【bon10:新潟県_佐渡おけさと無言のレッスン地獄】
「おけさ船……って、もっと優雅なもんじゃなかったっけ?」
拓朗が、ぐらんぐらんと揺れる船内で顔を真っ青にしていた。
「ええと……この船、たぶん通常運転ですよ?」
はづきが冷静に言うが、床に這いつくばっている拓朗の耳には届かない。
「さすが佐渡島……移動手段がすでに試練……」
小百合は紙袋を差し出しながら、雄大のテンションに目をやる。
「おーけっさ、おけっさ~♪ こら佐渡へぇ~渡る~♪」
完全に船の揺れに乗って踊っている。むしろ酔いがプラスになっているようだった。
「たまにこの人、振動でバフかかるよね……」
ジャニヤがあきれた目でつぶやく。
そして――佐渡島上陸。
その日、港町では「佐渡おけさ体験教室」が開催されていた。
地元の先生は……桜季子。口数少なく、目線は厳しく、動きだけで全てを語る。
「では、皆さん。私の動きに、合わせて」
全員、直立不動。先生、無言で一歩、前へ出る。腕を滑らせるように広げ、足を引く。
「……え、これが、開始の合図!?」
美琴が戸惑って声を出すと、桜季子がじっと睨んだ。圧がすごい。
「これは、“音のないプレリュード”だと思って」
啓がなぜか納得していた。
数分後、地獄が始まった。
先生は一切喋らない。身振りだけで教えてくる。そして、ミスした者には――
黙って、前に立って、3秒間じっと見つめる。
「やめて……それが一番……怖い……!」
美琴は膝から崩れ落ち、拓朗は「無言の圧で体温が3℃下がった」とレポートを書き始めていた。
そんな中、ひとりだけ順応していた者がいた。
「……おけっさ、おけっさ……」
そうつぶやきながら、雄大が先生の動きを完コピしていた。しかも、自然。
無言の中で、踊りだけが交差する。先生と雄大。まるで、踊りそのものが会話になっていた。
「……うそでしょ……?」
ジャニヤが小声でつぶやく。
「今日の雄大、踊りが“しんみり”してる……」
「いや、むしろ……あの人、哀愁吸収してない?」
小百合がじっと雄大を見つめる。
踊りは確かに正確。だがそれ以上に、「佐渡おけさ」が持つ哀しさ、遠さ、潮風のにおいまでもが雄大の動きににじみ出ている。

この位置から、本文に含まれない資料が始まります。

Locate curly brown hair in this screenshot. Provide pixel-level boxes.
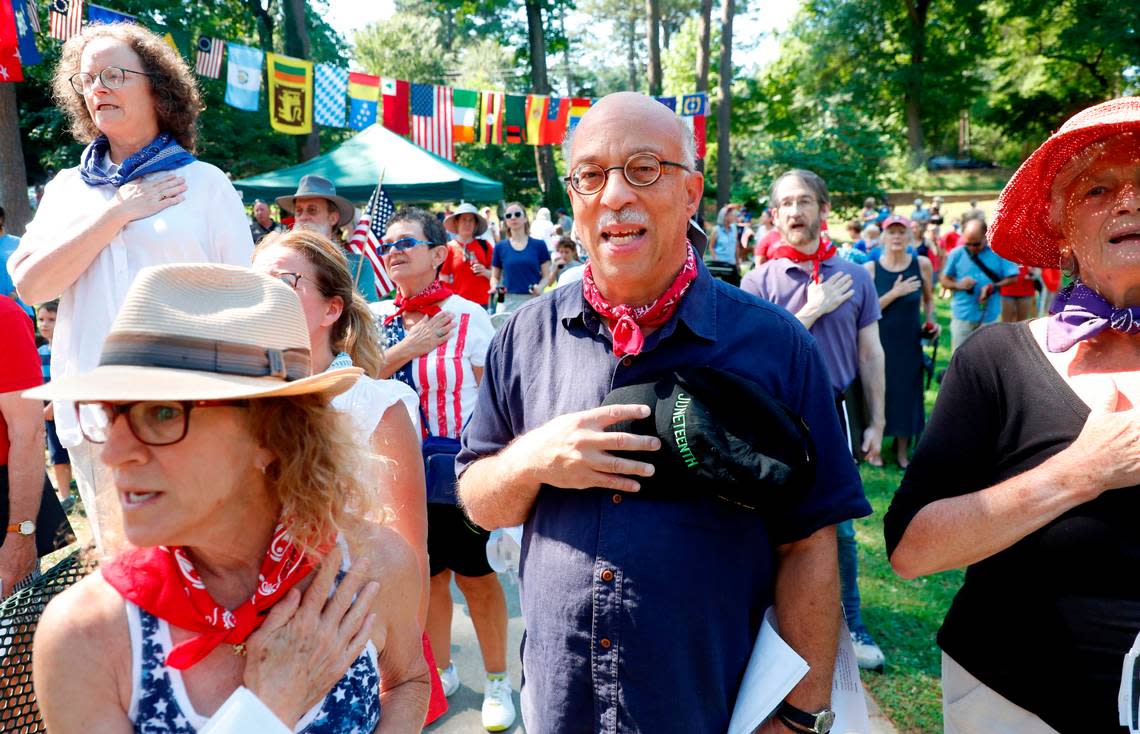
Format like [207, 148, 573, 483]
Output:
[51, 23, 202, 153]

「……なんだよ、今日の雄大……カッコよくない……?」
美琴がちょっと悔しそうに言った。
無言のまま、踊り続ける雄大と桜季子。
やがて、曲が終わり――先生が、ほんの一瞬、口元だけで笑った。
「……合格です」
その瞬間、全員がズコーッと倒れた。
「今しゃべったー!?」
「その一言に至るまでのレッスン、何分かかってんの!?」
「この人……“リスペクト型サイレントモンスター”だ……」
ジャニヤが恐れおののく。
踊り終わった雄大は、静かに深呼吸して言った。
「いや……佐渡おけさ、魂がすごかった。なんか、“背中で語る系の人生”ってこういう感じなんだなって……」
「お前、今日だけ別人か?」
拓朗が頭を抱える。
その日の夕暮れ、佐渡の港にて。
地元のおばあちゃんが雄大に話しかけた。
「……あんた、昔の船乗りに似とるねえ」
「え?俺がですか?」
「うん。ほら……しゃべらんけど、踊ればわかるタイプ」
「……あっ、先生みたいな?」
「いや、あんたは……もっとおしゃべりそうだったけど、今日は黙って踊っとった」
そう言って笑ったおばあちゃんの目に、リスペクトがにじんでいた。
そして、踊り手たちが旅立つとき。
桜季子が、雄大にだけ、小さな紙を手渡した。
――「また、踊りに来なさい」
文字はそれだけ。
でも、それ以上の言葉は、きっといらなかった。